Breath test could help detect stomach and esophageal cancers
A test that measures the levels of five chemicals in the breath has shown promising results for the detection of cancers of the esophagus and stomach in a large patient trial presented at the European Cancer Congress 2017.
Together, stomach and esophageal cancer account for around 1.4 million new cancer diagnoses each year worldwide. Both tend to be diagnosed late, because the symptoms are ambiguous, meaning the five-year survival rate for these two types of cancer is only 15%.
The new research, involving more than 300 patients, showed that the test could diagnose cancer with an overall accuracy of 85%.
Dr Sheraz Markar, an NIHR Clinical Trials Fellow from Imperial College London, under the supervision of Professor George Hanna, told the Congress: "At present the only way to diagnose esophageal cancer or stomach cancer is with endoscopy. This method is expensive, invasive and has some risk of complications.
"A breath test could be used as a non-invasive, first-line test to reduce the number of unnecessary endoscopies. In the longer term this could also mean earlier diagnosis and treatment, and better survival."
The trial was based on the results of previous research that suggested differences in the levels of specific chemicals (butyric, pentanoic and hexanoic acids, butanal, and decanal) between patients with stomach or esophageal cancer and patients with upper gastrointestinal symptoms without cancer. The new research aimed to test whether this 'chemical signature' that seemed to typify cancer could be the basis of a diagnostic test.
In the new study, the research team collected breath samples from 335 people at St Mary's Hospital, Imperial College Healthcare NHS Trust; University College London Hospital; and the Royal Marsden Hospital, London. Of these, 163 had been diagnosed with stomach or esophageal cancer and 172 showed no evidence of cancer when they had an endoscopy.
All the samples were analysed with a technique called selected ion flow-tube mass spectrometry, which is able to accurately measure small amounts of different chemicals in mixtures of gases such as breath.
Researchers measured the levels of the five chemicals in each sample to see which ones matched to the 'chemical signature' that indicated cancer.
The results showed that the test was 85% accurate overall, with a sensitivity of 80% and a specificity of 81%. This means that not only was the breath test good at picking up those who had cancer (sensitivity), it was also good at correctly identifying who did not have cancer (specificity).
Dr Markar said: "Because cancer cells are different to healthy ones, they produce a different mixture of chemicals. This study suggests that we may be able detect these differences and use a breath test to indicate which patients are likely to have cancer of the esophagus and stomach, and which do not. However, these findings must be validated in a larger sample of patients before the test could be used in the clinic."

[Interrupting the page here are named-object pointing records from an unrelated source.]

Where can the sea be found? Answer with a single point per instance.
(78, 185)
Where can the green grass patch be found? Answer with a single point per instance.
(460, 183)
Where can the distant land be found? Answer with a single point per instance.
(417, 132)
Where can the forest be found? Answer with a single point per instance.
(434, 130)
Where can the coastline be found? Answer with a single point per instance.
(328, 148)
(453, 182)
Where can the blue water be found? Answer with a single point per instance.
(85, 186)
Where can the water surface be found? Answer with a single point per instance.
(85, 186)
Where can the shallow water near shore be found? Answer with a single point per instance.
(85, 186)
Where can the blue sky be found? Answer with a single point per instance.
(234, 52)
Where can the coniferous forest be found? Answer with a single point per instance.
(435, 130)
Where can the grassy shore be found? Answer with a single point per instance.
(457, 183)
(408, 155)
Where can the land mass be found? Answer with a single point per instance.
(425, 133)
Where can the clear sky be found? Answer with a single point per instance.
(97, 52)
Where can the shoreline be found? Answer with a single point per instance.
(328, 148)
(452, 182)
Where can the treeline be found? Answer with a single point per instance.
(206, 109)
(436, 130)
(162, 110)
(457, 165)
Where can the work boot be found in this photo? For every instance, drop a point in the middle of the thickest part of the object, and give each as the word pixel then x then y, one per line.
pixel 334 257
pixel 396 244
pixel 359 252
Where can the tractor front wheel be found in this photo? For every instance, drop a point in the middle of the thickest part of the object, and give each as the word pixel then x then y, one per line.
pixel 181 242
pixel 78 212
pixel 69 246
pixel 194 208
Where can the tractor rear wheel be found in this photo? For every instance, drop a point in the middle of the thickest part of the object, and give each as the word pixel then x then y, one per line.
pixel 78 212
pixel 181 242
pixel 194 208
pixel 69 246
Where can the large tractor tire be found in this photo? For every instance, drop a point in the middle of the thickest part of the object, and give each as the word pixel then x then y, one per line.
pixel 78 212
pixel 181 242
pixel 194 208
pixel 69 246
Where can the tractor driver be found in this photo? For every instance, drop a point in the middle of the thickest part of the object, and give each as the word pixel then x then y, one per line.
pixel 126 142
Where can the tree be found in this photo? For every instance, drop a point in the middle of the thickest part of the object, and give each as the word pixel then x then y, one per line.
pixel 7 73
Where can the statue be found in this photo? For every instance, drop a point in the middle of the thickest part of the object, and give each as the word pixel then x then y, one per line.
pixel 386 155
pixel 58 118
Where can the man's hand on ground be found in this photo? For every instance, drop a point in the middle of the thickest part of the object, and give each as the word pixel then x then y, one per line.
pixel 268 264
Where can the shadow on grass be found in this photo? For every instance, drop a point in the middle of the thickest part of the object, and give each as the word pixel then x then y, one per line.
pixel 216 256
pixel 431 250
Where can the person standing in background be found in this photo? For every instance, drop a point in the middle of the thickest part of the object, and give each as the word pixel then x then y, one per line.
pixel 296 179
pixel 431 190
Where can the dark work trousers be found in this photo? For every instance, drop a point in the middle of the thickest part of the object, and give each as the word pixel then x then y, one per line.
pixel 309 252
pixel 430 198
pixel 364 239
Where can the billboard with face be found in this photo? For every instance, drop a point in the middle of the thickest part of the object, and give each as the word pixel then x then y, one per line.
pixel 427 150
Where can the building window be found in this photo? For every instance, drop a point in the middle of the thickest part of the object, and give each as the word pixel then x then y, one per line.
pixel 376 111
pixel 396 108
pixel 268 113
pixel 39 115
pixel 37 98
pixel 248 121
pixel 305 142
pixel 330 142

Over the next three years, the researchers will continue with a larger trial, using the test with patients who are being given an endoscopy for gastrointestinal symptoms but not yet diagnosed with cancer. This will assess the ability of the test to pick up cases within a group that is likely to contain only a small percentage of cancers.
The team is also working on breath tests for other types of cancer, such as colorectal and pancreatic, which could be used as first-line tests in general practice surgeries.